Debt markets in the next two weeks

This article is extremely insightful. However I must disagree with the analogy between Greece and Bear Stearns. This is inappropriate because Greece is getting bailed out, Bear Stearns wasn’t. If anything Greece should be compared to Morgan Stanley who was bailed out.

Moreover, the contagion to Portugal, Spain, Ireland and Italy is similar but on a much smaller scale. When Bear Stern filed for bankruptcy, the devastation was enormous because suddenly reputation was worthless. Therefore markets were unable to know who was in a good financial position and who wasn’t. Bad money crowded out good money which almost brought trading to a halt. In the present situation however markets know that Northern Europe’s credit is good. The doubt is as to whether all of Southern Europe is worse off than its northern neighbours and if so by how much.

Thus reactions are probably extremely exaggerated. Greece cooked its books for some years until it was impossible to hide the mess any longer. Portugal, Spain, Ireland and Italy for all we know have been honest in their reporting. Now of course no one is in a great place right now. Portugal has a private debt to GDP ration above 200% and requires some very fundamental changes in the way its economy works. Spain is going through 20% unemployment rates. Ireland has the EU’s largest deficit this year. So the fundamentals are not quite there, and in the long run it is both predictable and good that the financial markets are putting some pressure on these countries to fix their economies.

I would venture the guess that asymmetries of information between the governments and their lenders are causing the latter to exaggerate the extent of risk that they are exposed to. They are also increasing the effect of rumours and gossip in trading, such as Morgan Stanley's Joachim Fels' argument that the Euro-area is at risk.

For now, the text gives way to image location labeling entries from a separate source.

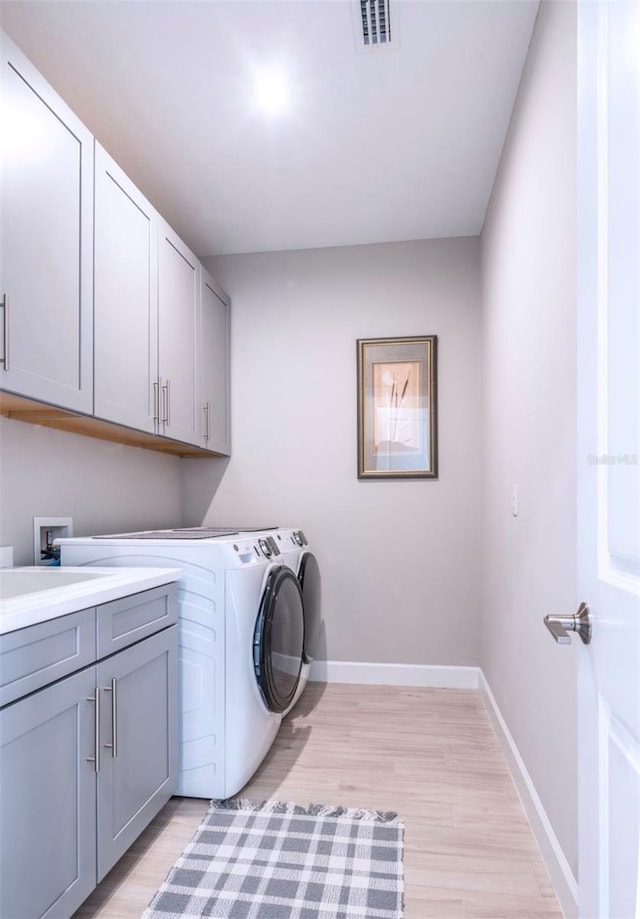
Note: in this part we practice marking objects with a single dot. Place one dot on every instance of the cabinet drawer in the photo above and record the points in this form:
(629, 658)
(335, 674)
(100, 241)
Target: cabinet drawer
(123, 622)
(40, 654)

If this is the case, then things should either get much better or much worse for Portugal, Spain and Italy in the next 2 weeks. On May 12 data pertaining to the first quarter of 2010 about the national accounts of Portugal and the preliminary Italian and Spanish GDP values will be published. On May 19, the Spanish national accounts data will be published and the next day Italy will publish its latest industrial turnover figures.

The dissemination of this information should decrease the asymmetries of information and give a better idea of how solvent these countries are. Of course whether the new data will be favourable to the reporting nations is completely unknown. If it is, sovereign debt yields should shrink. If isn’t, then there might be yet another run on their debts and on the Euro. If the latter occurs, I would expect the ECB to start purchasing national debt on the secondary market in order to limit contagion. This should lower the prices of national debt, while maintaining some institutional pressure on EU member states to reform. All that the ECB has to do is to warn that in the absence of reform it will dump suspicious sovereign debt on the markets, causing a fairly predictable increase in their price.

Until then the markets should continue to behave a bit nervously, at least for another week, unless something new happens, like some oil shock, a or some freak revolution in Greece. Moreover, they will probably go a bit bonkers with the fact that there wont be a clear cut majority in Westminster. The Greek parliament could fail to approve EU/IMF assistance, or the upcoming summit of the council leaders could be either very successful or very unsuccessful in drafting plans for dealing with fiscal problems and reforming the Stability and Growth Pact (Hopefully they'll come up with decent plans for the EMF rather than for an actual European rating agency). Finally some rating agency might downgrade one of these countries yet again. What do you think?